The crowd of 17,253 came to see a knockout by Tyson, and when Tyson rocked Williams with a big uppercut and some left hooks in the first two rounds it looked like they would get what they came for.
But Tyson was cut in the third round, and Williams showed he was going to be the bully in this fight. He hit Tyson on the break, losing a point, then hit him low, and the referee took another point.
The bully was being bullied, and Tyson couldn't stand up to it.
"Every single round that went by, his punching power seemed to grow less," Williams said. "So I knew I was going to take him out."
Williams, who had fought only once in the United States, said before the fight he wouldn't be scared and would beat Tyson in the late rounds, but the end came even earlier than he thought.
Tyson's record fell to 50-5-2 and the loss was his first in a non-title fight.
Tyson won the first three rounds on all three ringside scorecards. But Williams, who weighed 265 pounds to 233 for the former champion, kept fighting back and soon seemed to be getting the better of Tyson when they traded head shots.
In the fourth round, Tyson landed a big left hook early, but soon Williams took over and was landing almost unanswered when he drove Tyson into the ropes with the final punch.
Referee Dennis Alfred began counting and got to five, then waited for Williams to go to a neutral corner, giving Tyson more time. But even that wasn't enough as Tyson lay beaten, bleeding and battered on the ropes.
"He was laying on him a lot. The weight wore him out," Roach said. "He had a great amount of firepower. Mike moved his head well and threw good combinations."

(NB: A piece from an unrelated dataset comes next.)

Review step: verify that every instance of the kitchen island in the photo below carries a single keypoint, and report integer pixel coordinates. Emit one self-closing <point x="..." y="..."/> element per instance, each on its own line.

Williams had an impressive record but had never fought a name opponent or top contender. Still, Tyson had ring rust after his long layoff and he hadn't been beating household names recently, either.
Tyson, who blew an estimated $300 million fortune, earned about $8 million for the 57th fight of a pro career that began 19 years ago. He could only keep $2 million of it, with the rest going to pay off some of the $38 million he owes to creditors, under a bankruptcy reorganization plan.
While Tyson wasn't the fighter he once was when he became the youngest heavyweight champion ever 18 years ago, he still was a big attraction.
The crowd was surprisingly good, with promoters claiming 12,021 tickets sold. Outside Freedom Hall a handful of rape protesters waved signs, but inside the crowd was all Tyson's.
On the undercard, Laila Ali, daughter of the former heavyweight champion, stopped an outclassed Monica Nunez in the ninth round of a scheduled 10-round fight.
Fighting in the same building where her father made his pro debut 44 years ago, Ali dominated the fight before Nunez' corner threw in the towel at 42 seconds of the ninth round.
Also on the undercard, Nelson Dieppa of Puerto Rico won a 108-pound title fight with a majority decision over Ulises Solis of Mexico.